Draghi all'assemblea Abi: "Se non si incide su altre voci di spesa non si potrà evitare un aumento delle imposte". "L'Italia può farcela, il sistema è solido, ma serve unità d'intenti e certezza nel processo con cui si gestiscono le crisi sovrane"
Le tasse rischiano di aumentare se non ci saranno altri tagli alla spesa pubblica con la manovra economica. È il richiamo lanciato dal governatore della Banca d'Italia, Mario Draghi, all'assemblea annuale dell'Abi. "Se non si incide anche su altre voci di spesa - ha detto Draghi - il ricorso alla delega fiscale e assistenziale per completare la manovra nel 2013-2014 non potrà evitare un aumento delle imposte".

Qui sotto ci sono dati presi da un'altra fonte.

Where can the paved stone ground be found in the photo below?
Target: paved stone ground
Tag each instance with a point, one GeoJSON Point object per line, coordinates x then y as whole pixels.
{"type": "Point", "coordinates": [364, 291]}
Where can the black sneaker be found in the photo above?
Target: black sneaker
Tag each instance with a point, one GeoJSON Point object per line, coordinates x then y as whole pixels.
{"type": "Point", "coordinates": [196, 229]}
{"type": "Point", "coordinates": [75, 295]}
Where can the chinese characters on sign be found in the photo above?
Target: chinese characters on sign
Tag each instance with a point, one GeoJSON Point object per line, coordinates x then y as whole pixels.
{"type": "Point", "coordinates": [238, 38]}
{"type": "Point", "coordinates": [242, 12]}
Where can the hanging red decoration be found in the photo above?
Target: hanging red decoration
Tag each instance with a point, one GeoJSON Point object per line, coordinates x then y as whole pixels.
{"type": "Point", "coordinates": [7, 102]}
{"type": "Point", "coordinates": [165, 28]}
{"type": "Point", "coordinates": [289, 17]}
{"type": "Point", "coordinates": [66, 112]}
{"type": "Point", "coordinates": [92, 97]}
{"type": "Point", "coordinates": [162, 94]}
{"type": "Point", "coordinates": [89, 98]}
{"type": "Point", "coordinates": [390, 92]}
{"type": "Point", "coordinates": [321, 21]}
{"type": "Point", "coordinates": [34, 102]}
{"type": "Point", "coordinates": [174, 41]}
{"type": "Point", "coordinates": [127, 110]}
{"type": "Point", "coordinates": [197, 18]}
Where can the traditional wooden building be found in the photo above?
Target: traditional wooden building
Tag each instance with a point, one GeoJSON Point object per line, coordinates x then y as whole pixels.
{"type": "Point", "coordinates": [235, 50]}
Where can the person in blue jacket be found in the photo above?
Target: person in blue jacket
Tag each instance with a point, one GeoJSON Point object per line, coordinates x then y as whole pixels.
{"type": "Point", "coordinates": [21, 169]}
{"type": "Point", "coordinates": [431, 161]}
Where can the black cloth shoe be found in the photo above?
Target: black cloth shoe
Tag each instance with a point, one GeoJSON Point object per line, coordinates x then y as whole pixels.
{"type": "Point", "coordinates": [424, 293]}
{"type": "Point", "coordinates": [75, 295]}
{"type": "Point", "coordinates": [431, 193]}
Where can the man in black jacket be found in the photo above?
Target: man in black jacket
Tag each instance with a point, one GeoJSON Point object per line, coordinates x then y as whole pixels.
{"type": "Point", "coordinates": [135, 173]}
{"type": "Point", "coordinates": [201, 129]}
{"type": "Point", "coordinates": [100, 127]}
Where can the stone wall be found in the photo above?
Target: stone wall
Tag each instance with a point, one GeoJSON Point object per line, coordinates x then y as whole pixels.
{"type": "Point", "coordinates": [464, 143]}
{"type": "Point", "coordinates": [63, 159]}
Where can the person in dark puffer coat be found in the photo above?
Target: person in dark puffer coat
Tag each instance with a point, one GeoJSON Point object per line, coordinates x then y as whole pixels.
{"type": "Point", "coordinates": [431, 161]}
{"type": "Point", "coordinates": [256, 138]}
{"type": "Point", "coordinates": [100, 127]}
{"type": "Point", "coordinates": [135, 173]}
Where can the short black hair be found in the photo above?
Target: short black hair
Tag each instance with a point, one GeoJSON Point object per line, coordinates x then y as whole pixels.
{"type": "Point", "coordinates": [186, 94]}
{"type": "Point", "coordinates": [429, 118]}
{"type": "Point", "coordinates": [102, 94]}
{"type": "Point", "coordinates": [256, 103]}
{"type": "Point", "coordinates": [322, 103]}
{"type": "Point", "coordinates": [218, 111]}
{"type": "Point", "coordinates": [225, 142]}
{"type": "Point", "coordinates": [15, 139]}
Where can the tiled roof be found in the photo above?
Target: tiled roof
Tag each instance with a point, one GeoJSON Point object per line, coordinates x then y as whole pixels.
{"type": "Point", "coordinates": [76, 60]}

Quindi l'Italia può farcela a superare questa crisi, ma deve fare sacrifici, perché può contare su "fattori favorevoli" per proseguire sulla strada del risanamento dei conti e superare le minacce dell'emergenza. Ma deve trovare "un intento comune, al di là degli interessi particolari e di fazione". Draghi ha poi aggiunto che "occorre definire in tempi rapidissimi il contenuto delle misure ulteriori volte a conseguire il pareggio di bilancio nel 2014. a questo soprattutto guardano i mercati".
Allargando il discorso, poi, occorre "dare certezza al processo con cui si gestiscono le crisi sovrane", ha detto il governatore della Banca d'Italia e presidente in pectore della Banca centrale europea. Secondo Draghi, nel gestire le crisi occorre "definire con chiarezza gli obiettivi politici, il disegno degli strumenti, l'ammontare delle risorse". Un passo necessario "per assicurare la stabilità dell'area e della sua moneta".
Draghi ha ricordato che i premi di rendimento sui titoli sovrani rispetto al bund tedesco "sono rimasti a lungo su livelli modesti e i tassi praticati dalle banche hanno riflesso la credibilità di cui govedano i titoli pubblici dei Paesi dell'euro". Oggi, tuttavia - spiega Draghi – "non è e non sarà più così: la solvibilità degli Stati sovrani non è più un fatto acquisito ma va guadagnata sul campo con una crescita alta e sostenibile, possibile solo con i conti in ordine".
Le banche italiane sono a metà strada nel raggiungere gli obiettivi di 'Basilea 3'. "Attualmente le esigenze di rafforzamento patrimoniale del sistema bancario italiano per soddisfare entro il 2019 i nuovi requisiti di capitale di 'Basilea 3', che erano state valutate per il giugno 2010 pari a 40 miliardi, sono di circa 20 miliardi. Siamo sulla buona strada".